An emerging growth company is not required to comply with any new or revised accounting standards that are applicable to both public and private companies until the date on which private companies are required to comply with the accounting standards.
An emerging growth company is not required to comply with the auditor attestation requirements of Section 404(b) of the Sarbanes-Oxley Act, however is still responsible for establishing, maintaining and assessing internal controls over financial reporting.
In the event that the PCAOB adopts rules requiring mandatory audit firm rotation or inclusion of an auditor’s discussion and analysis in a company’s audit report, emerging growth companies will not be required to comply with these requirements.
What’s more, any other rules adopted by the PCAOB after the JOBS Act is enacted will not apply to emerging growth companies unless the Commission determines that their application is necessary or appropriate in the public interest, after taking into consideration investor protection and whether application of such rules would promote efficiency, competition and capital formation.
Say on Pay, Say on Frequency and Say on Golden Parachute Votes
An emerging growth company is not required to hold shareholder advisory votes on executive compensation (“Say on Pay”), shareholder advisory votes on the frequency (“Say on Frequency”) of Say on Pay votes or shareholder advisory votes on golden parachute compensation in connection with a merger, acquisition or other similar transaction (“Say on Golden Parachutes”).
Once a company is no longer an emerging growth company:
- if it was an emerging growth company for less than two years following its IPO, then it must hold its first Say on Pay and Say on Frequency votes, and, if applicable, Say on Golden Parachute vote, within three years of graduating from emerging growth company status;
- if it was an emerging growth company for more than two years following its IPO, then it must hold its first Say on Pay and Say on Frequency votes, and, if applicable, Say on Golden Parachute vote, within one year of graduating from its emerging growth company status.
Pay-for-Performance and Pay Equity
An emerging growth company is not required to disclose the relationship between executive compensation and financial performance (“Pay-for-Performance”), or the annual total compensation of it CEO, the median of the annual total compensation of all other employees and the ratio between the two numbers (“Pay Equity”).
Both the Pay-for-Performance and the Pay Equity disclosure requirements were added to the Securities Exchange Act by the Dodd-Frank Act, but the Commission has not yet proposed implementing rules.
Opting In & Out
Finally, other than with respect to the accounting standards, an emerging growth company may elect to forgo some or all of the scaled corporate governance and disclosure provisions and instead comply with the requirements applicable to non-emerging growth companies.
As far as accounting standards are concerned, an emerging growth company must notify the Commission in conjunction with the filing of its initial registration statement as to whether it will take advantage of the extended period for complying with any new or revised accounting standards.
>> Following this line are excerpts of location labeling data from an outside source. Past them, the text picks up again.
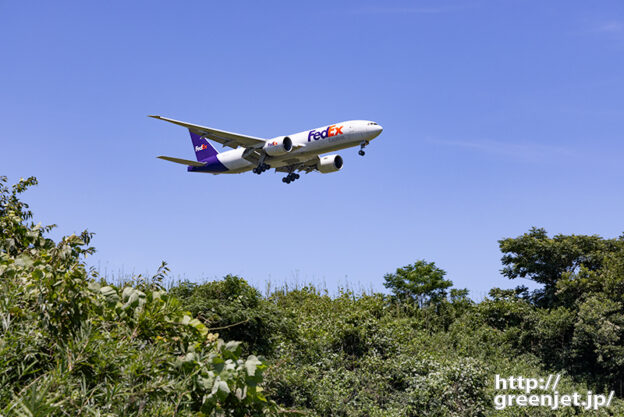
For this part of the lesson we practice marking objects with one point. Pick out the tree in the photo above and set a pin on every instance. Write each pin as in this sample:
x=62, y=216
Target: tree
x=544, y=260
x=421, y=282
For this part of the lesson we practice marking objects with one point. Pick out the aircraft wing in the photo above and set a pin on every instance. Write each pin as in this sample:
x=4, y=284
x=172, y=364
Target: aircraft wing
x=182, y=161
x=233, y=140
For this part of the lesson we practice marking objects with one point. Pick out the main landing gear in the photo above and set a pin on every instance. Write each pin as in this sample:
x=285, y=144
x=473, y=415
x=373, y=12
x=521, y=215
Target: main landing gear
x=261, y=168
x=362, y=146
x=290, y=178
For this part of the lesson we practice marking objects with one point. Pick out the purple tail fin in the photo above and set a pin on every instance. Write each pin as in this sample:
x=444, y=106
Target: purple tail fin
x=203, y=148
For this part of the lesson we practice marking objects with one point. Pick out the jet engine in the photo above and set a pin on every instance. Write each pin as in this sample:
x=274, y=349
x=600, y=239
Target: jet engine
x=278, y=146
x=329, y=163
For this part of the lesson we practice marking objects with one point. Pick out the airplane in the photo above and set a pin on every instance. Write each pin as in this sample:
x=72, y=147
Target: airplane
x=299, y=152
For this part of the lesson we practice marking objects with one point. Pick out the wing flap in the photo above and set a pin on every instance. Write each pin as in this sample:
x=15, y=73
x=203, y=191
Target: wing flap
x=182, y=161
x=233, y=140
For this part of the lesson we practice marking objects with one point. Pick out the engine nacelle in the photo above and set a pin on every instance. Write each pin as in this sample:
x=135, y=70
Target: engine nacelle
x=278, y=146
x=329, y=163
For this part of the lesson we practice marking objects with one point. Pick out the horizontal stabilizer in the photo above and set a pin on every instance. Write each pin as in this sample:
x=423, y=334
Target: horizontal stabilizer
x=183, y=161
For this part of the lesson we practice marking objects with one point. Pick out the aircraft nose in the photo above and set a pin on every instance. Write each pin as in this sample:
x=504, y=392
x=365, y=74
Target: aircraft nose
x=376, y=130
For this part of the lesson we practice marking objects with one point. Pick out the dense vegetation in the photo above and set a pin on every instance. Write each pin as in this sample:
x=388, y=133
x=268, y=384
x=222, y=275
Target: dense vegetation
x=73, y=344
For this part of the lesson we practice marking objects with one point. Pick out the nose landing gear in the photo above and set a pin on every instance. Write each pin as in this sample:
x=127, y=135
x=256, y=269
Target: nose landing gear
x=261, y=168
x=362, y=146
x=290, y=178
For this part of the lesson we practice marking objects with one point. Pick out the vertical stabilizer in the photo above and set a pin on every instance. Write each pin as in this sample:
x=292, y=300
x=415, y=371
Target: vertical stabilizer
x=203, y=148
When an election is made it is with respect to all new or revised accounting standards (there’s no choosing to comply with some and electing an extension for others). Still, if an emerging growth company initially chooses to take advantage of the extended compliance period, it can always change its mind later. However, after an emerging growth company has elected to forgo the extended compliance period that election is irrevocable.
Update April 18, 2012:
On Monday the Division of Corporation Finance released a set of FAQs discussing the general applicability of the JOBS Act to emerging growth companies.
Update May 3, 2012:
The Division of Corporation Finance released a second set of FAQs discussing the general applicability of the JOBS Act to emerging growth companies.
Fantastically informative and tightly written article. Thanks!